Team awareness required: Future project state #1921

@knalli

Description

@knalli

Hi everybody,

welcome to 2024, hope you find a good start in the new year.

I want to get your attention about this project once more. @angular-translate/owners @angular-translate/members @angular-translate/core

First of all want to say thank you for all your work and contributions in the past. Since the project creation from Pascal, it was a community driven project always. In fact, that was the way I got hooked.

But, this project has been moving in a somehow transcendence mode for some years. Specifically, since AngularJS final extended supported exceeded on January 2022, the overall issue rate here has dropped. Also most likely, some users may have seen already the "degraded pace" in commits, release and also issues.

We have major ideas/issues we won't do ever, sometimes because of underlaying AngularJS security/design decisions. We can't change them without breaking everything and building a bigger rewrite. Also, I don't see we adding more features anymore.
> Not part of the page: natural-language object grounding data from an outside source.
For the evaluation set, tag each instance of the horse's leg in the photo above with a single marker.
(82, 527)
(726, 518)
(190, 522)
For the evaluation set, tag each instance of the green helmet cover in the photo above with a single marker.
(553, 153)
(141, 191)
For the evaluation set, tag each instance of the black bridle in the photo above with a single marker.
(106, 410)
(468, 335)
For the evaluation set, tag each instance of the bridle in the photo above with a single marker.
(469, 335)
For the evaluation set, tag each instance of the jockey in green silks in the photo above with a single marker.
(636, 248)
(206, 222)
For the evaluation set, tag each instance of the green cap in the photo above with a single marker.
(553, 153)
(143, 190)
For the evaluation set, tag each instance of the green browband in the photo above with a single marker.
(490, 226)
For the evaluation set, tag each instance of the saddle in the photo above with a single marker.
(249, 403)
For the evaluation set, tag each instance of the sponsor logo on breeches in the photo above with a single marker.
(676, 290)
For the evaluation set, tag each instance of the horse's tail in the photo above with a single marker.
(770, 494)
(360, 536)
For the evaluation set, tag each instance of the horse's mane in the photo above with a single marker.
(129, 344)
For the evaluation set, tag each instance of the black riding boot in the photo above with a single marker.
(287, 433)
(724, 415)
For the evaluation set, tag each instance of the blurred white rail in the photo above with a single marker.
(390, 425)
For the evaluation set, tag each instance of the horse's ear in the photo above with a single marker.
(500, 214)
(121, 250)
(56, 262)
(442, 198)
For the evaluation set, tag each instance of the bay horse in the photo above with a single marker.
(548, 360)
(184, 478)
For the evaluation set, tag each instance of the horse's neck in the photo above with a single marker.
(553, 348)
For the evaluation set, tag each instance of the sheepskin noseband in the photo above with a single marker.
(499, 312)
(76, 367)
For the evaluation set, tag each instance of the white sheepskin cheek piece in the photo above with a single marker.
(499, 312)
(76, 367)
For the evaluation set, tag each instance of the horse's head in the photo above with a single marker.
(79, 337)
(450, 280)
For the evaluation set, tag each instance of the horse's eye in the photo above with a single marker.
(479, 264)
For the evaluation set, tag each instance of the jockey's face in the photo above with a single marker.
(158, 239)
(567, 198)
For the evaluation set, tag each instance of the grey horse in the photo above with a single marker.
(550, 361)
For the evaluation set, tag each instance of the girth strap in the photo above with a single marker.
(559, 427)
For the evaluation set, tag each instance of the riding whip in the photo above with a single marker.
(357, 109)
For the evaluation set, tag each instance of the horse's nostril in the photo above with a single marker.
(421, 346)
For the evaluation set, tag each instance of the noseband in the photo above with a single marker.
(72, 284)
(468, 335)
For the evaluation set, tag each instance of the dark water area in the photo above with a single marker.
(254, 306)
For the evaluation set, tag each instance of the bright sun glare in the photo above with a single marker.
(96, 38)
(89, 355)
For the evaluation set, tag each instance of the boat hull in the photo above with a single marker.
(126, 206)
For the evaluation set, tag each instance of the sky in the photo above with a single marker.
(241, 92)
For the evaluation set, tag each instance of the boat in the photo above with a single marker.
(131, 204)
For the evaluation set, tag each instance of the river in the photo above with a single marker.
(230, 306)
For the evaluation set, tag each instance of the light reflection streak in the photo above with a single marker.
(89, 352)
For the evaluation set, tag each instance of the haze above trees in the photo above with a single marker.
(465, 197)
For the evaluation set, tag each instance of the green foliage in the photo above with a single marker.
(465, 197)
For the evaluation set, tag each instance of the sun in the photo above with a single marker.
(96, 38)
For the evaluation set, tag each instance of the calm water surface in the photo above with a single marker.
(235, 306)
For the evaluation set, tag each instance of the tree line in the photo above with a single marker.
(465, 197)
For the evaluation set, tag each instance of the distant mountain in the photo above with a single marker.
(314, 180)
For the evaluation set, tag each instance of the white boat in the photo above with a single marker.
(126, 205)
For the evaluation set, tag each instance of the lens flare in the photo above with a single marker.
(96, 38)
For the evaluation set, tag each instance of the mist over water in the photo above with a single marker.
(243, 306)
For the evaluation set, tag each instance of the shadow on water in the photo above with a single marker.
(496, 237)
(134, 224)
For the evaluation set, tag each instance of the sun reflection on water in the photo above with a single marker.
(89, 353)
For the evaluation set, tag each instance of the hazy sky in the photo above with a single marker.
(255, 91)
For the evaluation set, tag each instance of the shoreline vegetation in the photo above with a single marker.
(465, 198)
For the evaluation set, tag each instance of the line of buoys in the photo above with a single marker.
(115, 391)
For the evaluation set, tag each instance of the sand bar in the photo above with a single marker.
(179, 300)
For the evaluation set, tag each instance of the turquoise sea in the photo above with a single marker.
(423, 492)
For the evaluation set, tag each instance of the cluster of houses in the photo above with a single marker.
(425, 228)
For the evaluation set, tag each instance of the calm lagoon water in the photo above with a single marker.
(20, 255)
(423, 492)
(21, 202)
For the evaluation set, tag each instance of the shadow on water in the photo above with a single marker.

And finally, if something will break with future clients/systems (browsers), we would have to deal with deprecated and unsupported ecosystem. Apart from that, our build setup is also getting on in years. Even this stuff is sometimes unsupported, if I get it right.

I have been putting off writing this message for some time: We have to put this project down finally. My idea was putting the repository in the lock down (GitHub's archive/readonly). Everything stay here and everybody can grab the source code, even forking it.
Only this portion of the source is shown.